6 devices sd[c-h] got discovered at this stage.
> kernel: BTRFS info (device sdd): using crc32c (crc32c-intel) checksum algorithm
> kernel: BTRFS info (device sdd): turning on async discard
> kernel: BTRFS info (device sdd): disk space caching is enabled
> kernel: BTRFS error (device sdd): devid 8 uuid 3d66ced8-24c1-45dc-9d70-8a921764dc88 is missing
Devid 8! How many devices do we have to this fsid?
As before do you have the dump-super?
Do you have -o degraded in the mount option?
Before (what ever is) calling the mount has it run
btrfs device scan ?
No I think because I don't see any device scanned messages.

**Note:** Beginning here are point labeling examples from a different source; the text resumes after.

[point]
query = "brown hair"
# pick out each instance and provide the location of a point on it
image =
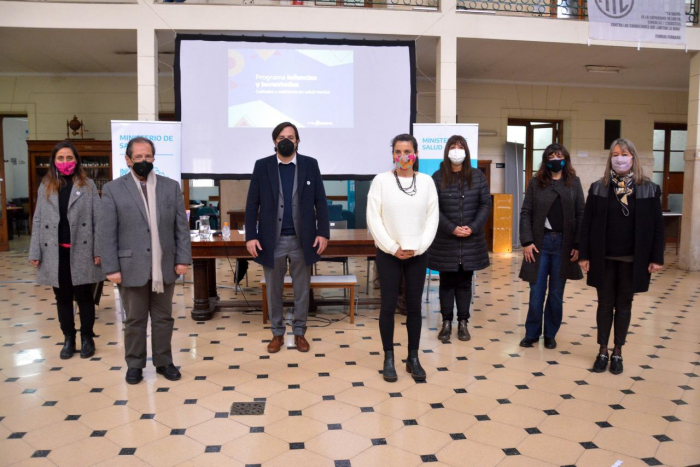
(448, 176)
(637, 172)
(544, 175)
(52, 180)
(406, 138)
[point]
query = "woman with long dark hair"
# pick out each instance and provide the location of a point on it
(402, 216)
(549, 220)
(63, 245)
(459, 247)
(622, 244)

> kernel: BTRFS error (device sdd): failed to read the system array: -2 > kernel: BTRFS error: device /dev/sdf belongs to fsid
c6f83d24-1ac3-4417-bdd9-6249c899604d, and the fs is already mounted
So what is the time diff between above two messages?
Already mounted => might be due to a race condition?
> nm-dispatcher[919]: /etc/network/if-up.d/resolved: 12: mystatedir: not found
> kernel: BTRFS error (device sdd): open_ctree failed
> mount[921]: mount: /srv/store: wrong fs type, bad option, bad superblock on /dev/sdd, missing codepage or helper program, or other error.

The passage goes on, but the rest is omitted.